Me da la impresión de que, lejos de asumir esta realidad, seguimos funcionando como siempre lo hemos hecho. Es Occidente quien quiere seguir imponiendo normas y sanciones, y queremos creer que la furia de Rusia se detendrá jugando con nuestras normas, con sanciones y bloqueos económicos. Medidas absolutamente ineficaces para desestabilizar a un país forzado, desde la guerra fría, a autoabastecerse.
Y en este contexto, las empresas, presumen de ser sostenibles. Por incongruente que resulte, no hay anuncio publicitario, ni página web corporativa que no haga referencia a este deseo de construir un mundo mejor, para nosotros y las generaciones que estén por venir. Ya no importa lo que se publicite, todo lo que hoy se produce, dice salir de un proceso de gestión en el que las personas son lo primero. A veces me pregunto si las compañías y quienes las gestionan viven en una realidad paralela.
Sorprendentemente, bajo una amenaza nuclear, los directivos se obcecan en medir y reducir su huella de carbono, en transformar en números sus inversiones sociales y medioambientales, en reciclar, en reconvertir. Y mientras ellos se afanan por rellenar cuestionarios, por acreditar que su trabajo sigue estándares internacionales y obtener sellos distintivos, el mundo está en guerra. Mujeres, niños y ancianos abandonados a su suerte, exiliados a veces, otras agazapados en garajes y estaciones de metro. Y vuelve el hambre, y el miedo, y la impotencia. Tal vez haya llegado el momento de entender el sentido de la sostenibilidad.
La sostenibilidad es, ante todo y, sobre todo, paz en el mundo. Sin ella, poco importa el resultado de los negocios, ni su estilo de gestión. Sin paz no hay vida, ni personas para darle sentido. La guerra cierra toda posibilidad de crecimiento, corta de raíz nuestros proyectos, mata los sueños de las nuevas generaciones y vacía de contenidos la formación de nuestros jóvenes.

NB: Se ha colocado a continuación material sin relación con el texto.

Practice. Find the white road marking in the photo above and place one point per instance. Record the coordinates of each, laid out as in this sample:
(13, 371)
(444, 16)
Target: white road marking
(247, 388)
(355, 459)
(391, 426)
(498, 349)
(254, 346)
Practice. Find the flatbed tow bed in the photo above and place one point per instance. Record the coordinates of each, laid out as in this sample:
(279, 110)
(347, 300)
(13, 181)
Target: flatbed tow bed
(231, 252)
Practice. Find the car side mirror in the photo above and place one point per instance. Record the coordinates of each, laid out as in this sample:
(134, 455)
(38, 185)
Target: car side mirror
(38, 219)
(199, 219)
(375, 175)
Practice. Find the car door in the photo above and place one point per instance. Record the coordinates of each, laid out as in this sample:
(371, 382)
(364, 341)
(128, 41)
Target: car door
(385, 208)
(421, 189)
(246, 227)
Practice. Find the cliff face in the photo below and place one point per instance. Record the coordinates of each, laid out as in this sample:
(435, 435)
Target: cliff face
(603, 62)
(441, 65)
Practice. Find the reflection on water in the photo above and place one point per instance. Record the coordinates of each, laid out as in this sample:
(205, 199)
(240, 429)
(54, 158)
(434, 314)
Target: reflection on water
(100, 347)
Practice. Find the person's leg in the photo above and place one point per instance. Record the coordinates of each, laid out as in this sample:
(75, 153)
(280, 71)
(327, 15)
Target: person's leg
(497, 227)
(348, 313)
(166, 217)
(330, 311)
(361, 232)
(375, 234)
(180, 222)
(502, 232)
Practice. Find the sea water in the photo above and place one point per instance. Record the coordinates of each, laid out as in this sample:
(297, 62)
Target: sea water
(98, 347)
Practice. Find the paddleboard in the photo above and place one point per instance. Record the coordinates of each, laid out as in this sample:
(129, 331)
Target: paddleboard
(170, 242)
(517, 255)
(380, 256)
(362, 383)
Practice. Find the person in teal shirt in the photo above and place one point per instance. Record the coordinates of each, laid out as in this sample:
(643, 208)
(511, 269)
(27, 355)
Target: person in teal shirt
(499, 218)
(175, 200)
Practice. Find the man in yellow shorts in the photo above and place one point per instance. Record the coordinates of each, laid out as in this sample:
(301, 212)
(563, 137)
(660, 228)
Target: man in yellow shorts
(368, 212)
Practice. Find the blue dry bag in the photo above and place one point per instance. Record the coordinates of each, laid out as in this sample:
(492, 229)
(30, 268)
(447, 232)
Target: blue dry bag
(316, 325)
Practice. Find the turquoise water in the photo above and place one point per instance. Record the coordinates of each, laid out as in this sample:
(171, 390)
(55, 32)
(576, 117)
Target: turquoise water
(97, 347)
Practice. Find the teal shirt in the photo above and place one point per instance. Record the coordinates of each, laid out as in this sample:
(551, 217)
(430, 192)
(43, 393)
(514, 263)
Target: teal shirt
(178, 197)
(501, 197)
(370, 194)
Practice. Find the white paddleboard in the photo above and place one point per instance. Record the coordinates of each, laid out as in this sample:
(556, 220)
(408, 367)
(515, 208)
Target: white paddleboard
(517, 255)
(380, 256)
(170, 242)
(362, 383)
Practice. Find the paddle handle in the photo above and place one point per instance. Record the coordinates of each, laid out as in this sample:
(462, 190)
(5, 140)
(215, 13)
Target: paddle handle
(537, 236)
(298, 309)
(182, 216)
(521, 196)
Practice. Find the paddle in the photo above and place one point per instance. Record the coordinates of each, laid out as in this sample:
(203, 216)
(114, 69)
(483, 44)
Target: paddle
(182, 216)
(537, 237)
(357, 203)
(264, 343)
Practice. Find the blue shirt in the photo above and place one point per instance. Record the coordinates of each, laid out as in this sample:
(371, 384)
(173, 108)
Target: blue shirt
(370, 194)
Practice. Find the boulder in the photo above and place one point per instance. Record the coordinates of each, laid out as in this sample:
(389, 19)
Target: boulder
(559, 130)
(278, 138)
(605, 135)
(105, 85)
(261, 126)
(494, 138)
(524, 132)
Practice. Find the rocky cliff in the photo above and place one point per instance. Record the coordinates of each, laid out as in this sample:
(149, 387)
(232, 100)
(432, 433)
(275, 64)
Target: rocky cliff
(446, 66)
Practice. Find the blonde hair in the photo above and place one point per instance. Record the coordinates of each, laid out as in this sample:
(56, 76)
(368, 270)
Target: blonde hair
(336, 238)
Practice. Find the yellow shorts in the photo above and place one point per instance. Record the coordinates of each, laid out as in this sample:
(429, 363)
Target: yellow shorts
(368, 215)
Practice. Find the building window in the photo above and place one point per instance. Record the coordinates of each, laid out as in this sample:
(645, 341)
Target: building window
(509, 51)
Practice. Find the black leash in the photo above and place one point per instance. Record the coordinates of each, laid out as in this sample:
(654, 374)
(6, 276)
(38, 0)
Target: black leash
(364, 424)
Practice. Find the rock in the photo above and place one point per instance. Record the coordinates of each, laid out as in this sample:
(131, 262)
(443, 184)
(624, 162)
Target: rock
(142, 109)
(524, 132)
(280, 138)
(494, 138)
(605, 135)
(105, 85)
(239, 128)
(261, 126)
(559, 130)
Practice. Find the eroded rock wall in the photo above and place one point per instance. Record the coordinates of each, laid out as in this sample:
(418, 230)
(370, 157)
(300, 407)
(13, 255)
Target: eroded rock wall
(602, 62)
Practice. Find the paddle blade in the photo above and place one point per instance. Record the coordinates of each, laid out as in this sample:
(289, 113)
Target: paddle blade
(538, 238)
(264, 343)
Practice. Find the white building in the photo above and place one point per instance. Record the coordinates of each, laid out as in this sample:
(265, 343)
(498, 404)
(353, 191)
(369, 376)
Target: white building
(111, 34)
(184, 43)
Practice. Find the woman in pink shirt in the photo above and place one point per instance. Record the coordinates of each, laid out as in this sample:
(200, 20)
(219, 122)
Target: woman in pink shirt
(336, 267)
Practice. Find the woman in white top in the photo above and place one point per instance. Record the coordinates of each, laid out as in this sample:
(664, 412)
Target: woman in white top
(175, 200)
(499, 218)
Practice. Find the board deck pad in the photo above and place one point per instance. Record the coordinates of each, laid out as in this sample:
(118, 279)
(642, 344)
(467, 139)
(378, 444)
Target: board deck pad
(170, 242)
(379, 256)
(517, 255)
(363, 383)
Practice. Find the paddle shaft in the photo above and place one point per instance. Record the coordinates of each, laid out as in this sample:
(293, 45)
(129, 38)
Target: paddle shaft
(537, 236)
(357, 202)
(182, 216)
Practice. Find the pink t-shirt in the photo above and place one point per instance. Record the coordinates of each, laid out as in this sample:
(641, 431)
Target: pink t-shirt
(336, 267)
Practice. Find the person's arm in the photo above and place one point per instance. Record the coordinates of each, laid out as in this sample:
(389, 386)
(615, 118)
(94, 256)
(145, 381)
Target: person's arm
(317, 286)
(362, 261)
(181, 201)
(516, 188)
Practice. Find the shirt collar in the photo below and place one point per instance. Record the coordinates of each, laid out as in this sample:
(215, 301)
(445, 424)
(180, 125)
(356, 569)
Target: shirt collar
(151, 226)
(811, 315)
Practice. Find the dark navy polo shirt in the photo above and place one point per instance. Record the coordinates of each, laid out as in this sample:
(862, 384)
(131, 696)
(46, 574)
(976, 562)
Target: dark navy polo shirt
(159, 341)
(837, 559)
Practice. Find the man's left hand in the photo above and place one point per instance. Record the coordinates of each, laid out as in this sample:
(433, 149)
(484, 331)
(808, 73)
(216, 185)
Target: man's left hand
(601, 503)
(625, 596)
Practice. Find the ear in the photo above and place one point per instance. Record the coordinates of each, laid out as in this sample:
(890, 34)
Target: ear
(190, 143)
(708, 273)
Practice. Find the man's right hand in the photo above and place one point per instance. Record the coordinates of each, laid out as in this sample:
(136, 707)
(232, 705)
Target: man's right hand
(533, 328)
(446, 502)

No soy ninguna ilusa, y sé que, tal y como están las cosas, nuestra capacidad de acción es limitada, como ciudadanos y como empresas. Aún así, creo que esta situación de crisis es un buen momento para seguir trabajando por el bien del negocio, de las personas y del medio ambiente. Pero eso sí, cambiemos el foco. Dejemos de pensar en el “qué dirán”, en có
mo parecer más responsables, y centrémonos en lo que nos dicen las personas que con nosotros trabajan, en sus preocupaciones, en lo que realmente nos y les importa. Apoyemos a nuestra comunidad, a las nuevas generaciones. Apostemos, aquí y ahora por un mundo mejor, con relaciones interpersonales más cálidas, más profundas. Demos valor a lo que realmente lo tiene, las personas, sus proyectos, sus sueños, su aquí y su ahora. Dejemos las apariencias y las modas para cuando acabe la guerra. Seamos buenos, con las personas, con el medio ambiente y en nuestro negocio. Crezcamos como sociedad. Sostengamos la paz, la nuestra y la de nuestros hijos y nietos.